Until the underlying devices agree on logical sector size, you may be unable to create the cache pool, extend the volume group, or attach cache to the origin volume—depending on where LVM enforces the check.
Why it happens
Logical block size is how the kernel addresses sectors on each disk—usually 512 bytes or 4096 bytes (4 Kn). You can see it as LOG-SEC in lsblk or logical_block_size under /sys/block/<device>/queue/.
LVM expects a consistent geometry across devices that belong together in the same stack: physical volumes in one volume group, and especially the origin and cache sides of a cached logical volume. If one device is 512-byte logical and another is 4096-byte logical, that combination is rejected (unless you explicitly relax policy, which has its own risks).

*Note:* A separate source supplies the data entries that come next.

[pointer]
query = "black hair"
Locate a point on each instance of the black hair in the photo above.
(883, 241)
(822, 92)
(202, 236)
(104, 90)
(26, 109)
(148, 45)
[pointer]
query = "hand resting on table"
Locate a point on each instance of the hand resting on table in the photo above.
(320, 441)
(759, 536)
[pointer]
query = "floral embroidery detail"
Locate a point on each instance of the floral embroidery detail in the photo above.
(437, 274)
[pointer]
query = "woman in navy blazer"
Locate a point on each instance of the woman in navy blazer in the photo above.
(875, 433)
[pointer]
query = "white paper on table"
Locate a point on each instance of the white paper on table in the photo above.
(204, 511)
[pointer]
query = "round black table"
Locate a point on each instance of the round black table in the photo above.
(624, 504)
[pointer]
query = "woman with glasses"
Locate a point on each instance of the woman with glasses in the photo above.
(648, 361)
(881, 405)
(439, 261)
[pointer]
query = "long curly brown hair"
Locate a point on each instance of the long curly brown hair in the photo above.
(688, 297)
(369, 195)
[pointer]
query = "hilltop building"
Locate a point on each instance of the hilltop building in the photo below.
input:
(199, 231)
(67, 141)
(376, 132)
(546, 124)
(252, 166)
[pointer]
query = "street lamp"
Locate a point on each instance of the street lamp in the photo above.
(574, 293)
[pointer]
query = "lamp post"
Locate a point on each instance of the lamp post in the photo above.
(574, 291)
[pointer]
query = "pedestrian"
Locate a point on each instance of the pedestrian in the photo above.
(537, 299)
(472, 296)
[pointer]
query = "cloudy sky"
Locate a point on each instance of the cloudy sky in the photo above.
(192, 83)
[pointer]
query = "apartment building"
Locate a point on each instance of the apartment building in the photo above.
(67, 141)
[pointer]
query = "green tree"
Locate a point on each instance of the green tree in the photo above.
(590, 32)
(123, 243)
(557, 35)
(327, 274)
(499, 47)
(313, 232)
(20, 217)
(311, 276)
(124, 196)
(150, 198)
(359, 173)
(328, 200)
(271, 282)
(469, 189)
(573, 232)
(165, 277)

Typical real-world mix: 512e HDDs or older arrays with 512 logical sectors, and SSDs or newer disks that expose 4096 logical sectors. Partitions do not change this—it is a property of the block device itself.
Fix: align sector sizes
The durable fix is to make origin and cache devices use the same logical block size before you build or extend LVM cache.
On SCSI / SAS / SATA-class drives that support changing the formatted block length, one approach is to low-level format the disk to 4096-byte sectors using sg_format (from sg3_utils), when your goal is to standardize on 4 Kn to match the other member of the pair. Exact flags depend on your sg_format version and the drive; use the tool’s help and the vendor’s documentation.
Important:
- The operation is destructive: it erases the drive.
- Not every drive supports a different logical sector size; confirm before formatting.
- After formatting, you must re-create partitions, PVs, and any LVM structures on that disk.
- NVMe devices are handled with
nvme formatand namespace settings, notsg_format.
After both sides report the same logical sector size, recreate or reattach the cache; the inconsistent block size error should no longer apply.